Limitations of My Universe

The sky cleared last night and I saw for the first time an honored member of the lakeshore tableau, the moon. She wasn’t in her full glory; she presented only her profile. Yet, she was brilliant. Not only did she fill the landscape with her cool, white light, the bedroom glowed with her presence. I turned over and went back to sleep with a satisfied smile 

Yesterday, a crew of six men spent ten minutes removing the winter wreckage that was strewn over the lakefront and reinstalled the dock and boat lift. Waking up to the sight of the platform hovering about Lady Lake reminds me that summer is close at hand. Some of the summer visitors have all ready settled in. Within twenty minutes after the dock was set up, four Mallards strutted over the wood planks. Later in the afternoon, one of the guests was diving off the boat lift. Now, this morning, another guest is sunning himself on the preferred section of the dock for most of the morning. With the leafing of the deciduous trees and bushes, with the cries of the loons, and scampering of the squirrels and chipmunks, the summer routine has settled in.

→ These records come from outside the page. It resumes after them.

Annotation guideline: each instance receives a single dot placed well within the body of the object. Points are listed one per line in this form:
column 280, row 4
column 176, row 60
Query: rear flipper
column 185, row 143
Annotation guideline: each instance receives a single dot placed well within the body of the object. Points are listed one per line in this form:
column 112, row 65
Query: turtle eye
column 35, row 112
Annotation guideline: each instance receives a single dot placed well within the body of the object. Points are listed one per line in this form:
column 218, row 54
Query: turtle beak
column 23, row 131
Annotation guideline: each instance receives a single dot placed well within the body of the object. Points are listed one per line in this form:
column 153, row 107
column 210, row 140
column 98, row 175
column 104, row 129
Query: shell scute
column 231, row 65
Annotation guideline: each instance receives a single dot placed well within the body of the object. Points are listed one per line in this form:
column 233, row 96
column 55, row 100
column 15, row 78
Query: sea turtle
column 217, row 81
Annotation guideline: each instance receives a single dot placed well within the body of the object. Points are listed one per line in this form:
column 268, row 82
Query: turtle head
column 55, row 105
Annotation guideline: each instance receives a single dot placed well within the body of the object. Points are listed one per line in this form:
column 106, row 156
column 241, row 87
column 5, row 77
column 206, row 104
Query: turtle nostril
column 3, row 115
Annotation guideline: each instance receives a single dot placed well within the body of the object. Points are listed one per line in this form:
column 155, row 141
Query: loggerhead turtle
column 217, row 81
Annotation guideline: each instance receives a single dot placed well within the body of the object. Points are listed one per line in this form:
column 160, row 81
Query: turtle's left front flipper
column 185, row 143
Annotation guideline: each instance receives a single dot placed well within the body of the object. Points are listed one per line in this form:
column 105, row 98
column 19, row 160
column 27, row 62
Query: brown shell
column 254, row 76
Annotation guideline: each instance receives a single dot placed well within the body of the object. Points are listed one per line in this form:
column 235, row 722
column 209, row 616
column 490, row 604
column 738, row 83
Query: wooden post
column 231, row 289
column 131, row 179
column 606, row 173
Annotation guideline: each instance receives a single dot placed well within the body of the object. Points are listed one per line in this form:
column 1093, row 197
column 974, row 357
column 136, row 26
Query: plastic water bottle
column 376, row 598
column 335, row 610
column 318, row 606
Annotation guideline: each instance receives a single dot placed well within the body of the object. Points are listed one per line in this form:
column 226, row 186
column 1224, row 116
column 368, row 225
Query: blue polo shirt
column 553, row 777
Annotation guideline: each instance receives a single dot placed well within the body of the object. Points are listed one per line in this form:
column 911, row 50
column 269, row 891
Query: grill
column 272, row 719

Living alone at the cabin allows me to enrobe myself with silence. I was never one to have television or radio on much of the time. I’ve grown accustomed to the quiet. In that quiet, my ears are attentive to slight sound. When the crew put in the dock, I was napping and the slight rustlings in the silence woke me. Also, I’ve become aware of how heavy footed squirrels are. Many times I would think a person was walking around the cabin on the deck only to realize that it was just one of critters running to its morning catch of peanuts. Two nights ago, I heard the “bingadee, bangadee, bingadee” across the roof. The sound intrigued my mind in the midst of the night.

My human ego questions the right of the critter to trespass on my roof, my property. Yet for the critter, the roof is nothing more than a road to get home, no different than a tree branch. The cabin in integrated within his life and his known environment. Does a tree take offense at the squirrel using its limbs as a path home? In that moment, Mother Nature reminded me of the egocentric limitations of my universe and my understanding of all the worlds in life around me.